I tell myself we should have known. The statistics were never good for this disease. But that doesn't change this gaping yawn inside of me, inside of us.

More road, and more road, and then the night.

Monday, May 30, 2011

She is pale and frail, tiny on the hospital bed. Becky looks like knives held together by rubber bands. I can't imagine the mask of my face right now. I hug my mother as gently as I can. I hug Becky almost as gently.

I want to ask her how this happened--but I know it's no one's fault, and I'm afraid she'll think I'm blaming her, or I'm afraid she'll blame me for leaving.

This is not about me.

As Mom drifts into sleep, Becky gives me the update in whispers.

"They're still trying some chemo, hoping they can knock it back out."

"When will they know?"

"I'm not sure. Sometimes, the doctor's talking and the words go right past my head."

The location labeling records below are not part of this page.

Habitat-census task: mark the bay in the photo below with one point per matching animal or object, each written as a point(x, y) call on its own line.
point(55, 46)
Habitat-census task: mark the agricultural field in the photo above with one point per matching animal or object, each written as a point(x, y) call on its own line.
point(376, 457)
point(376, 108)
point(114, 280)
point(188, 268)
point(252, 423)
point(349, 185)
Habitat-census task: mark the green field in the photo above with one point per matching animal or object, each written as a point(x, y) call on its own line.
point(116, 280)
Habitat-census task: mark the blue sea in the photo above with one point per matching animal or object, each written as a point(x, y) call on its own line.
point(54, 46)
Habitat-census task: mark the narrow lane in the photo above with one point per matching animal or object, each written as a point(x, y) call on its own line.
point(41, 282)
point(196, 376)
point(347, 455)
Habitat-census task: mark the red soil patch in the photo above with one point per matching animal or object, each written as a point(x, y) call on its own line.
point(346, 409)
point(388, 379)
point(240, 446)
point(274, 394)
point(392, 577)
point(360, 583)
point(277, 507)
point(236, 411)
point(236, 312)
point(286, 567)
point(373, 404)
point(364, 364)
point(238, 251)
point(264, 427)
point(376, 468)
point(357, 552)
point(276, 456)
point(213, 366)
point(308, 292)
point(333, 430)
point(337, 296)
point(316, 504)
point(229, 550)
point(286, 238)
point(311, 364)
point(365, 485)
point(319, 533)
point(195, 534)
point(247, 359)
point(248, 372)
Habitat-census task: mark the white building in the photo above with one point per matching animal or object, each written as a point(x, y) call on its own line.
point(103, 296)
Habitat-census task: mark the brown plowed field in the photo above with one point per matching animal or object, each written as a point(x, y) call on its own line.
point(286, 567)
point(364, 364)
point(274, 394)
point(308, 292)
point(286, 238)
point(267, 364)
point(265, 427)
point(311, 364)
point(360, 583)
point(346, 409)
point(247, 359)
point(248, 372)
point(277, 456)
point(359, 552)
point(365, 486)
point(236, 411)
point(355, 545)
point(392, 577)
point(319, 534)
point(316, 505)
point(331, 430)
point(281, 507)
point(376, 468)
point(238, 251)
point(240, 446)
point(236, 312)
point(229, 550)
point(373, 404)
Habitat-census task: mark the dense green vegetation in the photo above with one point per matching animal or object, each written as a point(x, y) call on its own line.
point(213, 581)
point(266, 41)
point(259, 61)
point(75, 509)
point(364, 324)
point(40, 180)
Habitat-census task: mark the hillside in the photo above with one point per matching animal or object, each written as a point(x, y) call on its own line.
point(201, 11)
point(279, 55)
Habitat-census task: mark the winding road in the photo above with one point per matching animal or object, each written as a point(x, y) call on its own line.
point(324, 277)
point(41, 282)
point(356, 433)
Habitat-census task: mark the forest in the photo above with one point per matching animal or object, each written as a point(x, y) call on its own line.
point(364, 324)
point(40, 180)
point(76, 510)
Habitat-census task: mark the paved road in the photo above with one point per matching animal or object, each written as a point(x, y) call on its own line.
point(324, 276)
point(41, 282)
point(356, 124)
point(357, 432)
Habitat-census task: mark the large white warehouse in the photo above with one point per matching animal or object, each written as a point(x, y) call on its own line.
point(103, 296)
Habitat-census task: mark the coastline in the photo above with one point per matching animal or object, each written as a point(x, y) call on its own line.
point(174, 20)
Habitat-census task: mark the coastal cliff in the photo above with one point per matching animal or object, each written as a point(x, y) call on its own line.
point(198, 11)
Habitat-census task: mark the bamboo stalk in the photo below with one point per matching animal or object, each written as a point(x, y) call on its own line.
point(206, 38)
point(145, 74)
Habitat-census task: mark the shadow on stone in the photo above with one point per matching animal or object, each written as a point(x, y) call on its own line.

I try to hang on to her words now.

"She wants to go home."

"If it doesn't work?"

"I don't know. She just keeps saying that she wants to go home."

That doesn't sound good.

Friday, May 27, 2011

Vigil

Too many wheels. I took the buses to South Bend, only to find a note on the door--they're in Seattle now, at the hospital. That can't be good. And I've wasted all this time.

But they had no way to get a hold of me.

So I'm on another bus. The wheels on the bus go… and I'm going.

I'm not a going kind of person. I'm a stayer.

The miles of Douglas fir stream by, stopped by patches of clear cut. A devastation or a living, depending on who signs your paycheck. Right now, I have no energy for those arguments. The knot in my gut sits hard.

I set my knitting down as the bus swings onto 101 South--it never makes sense when I want to be going North. Why can't the highway just go there, instead of criss-crossing like a sailboat tacking upwind. I think. Sailing is not my strong suit.

A couple more hours.

Wednesday, May 25, 2011

I'm on a plane again, and I feel so heavy that how can the wings possibly lift us into the air? We're trapped. I'm trapped.

Becky called with the news that Mom's had a reversal. She's back in the hospital. We have no time.

But it takes so much time to fly--first to anywhere I can get a flight to the U.S., and then the hours over the pole.

Oslo, which means one more flight, and then buses home.

My hands fidget like birds in cages, but I'm too restless to do anything.

Fear and grief sag in my gut--along with my last letter to Sevario. I told him I wasn't ready--which was a lie. How can I lie to someone I like so much? Is that what it is? Nattering through this takes my mind off my mother.

I could have told Sevario there'd been a death in the family--but that's a lie. No one has died. Not yet.

I'm scared--all the while the engines are revving up and the plane taxis down to the runway, while it gathers speed and somehow, against any physics I trust, lifts into the air.

Then my hands are tired of feeling empty. I pick up my needles and yarn.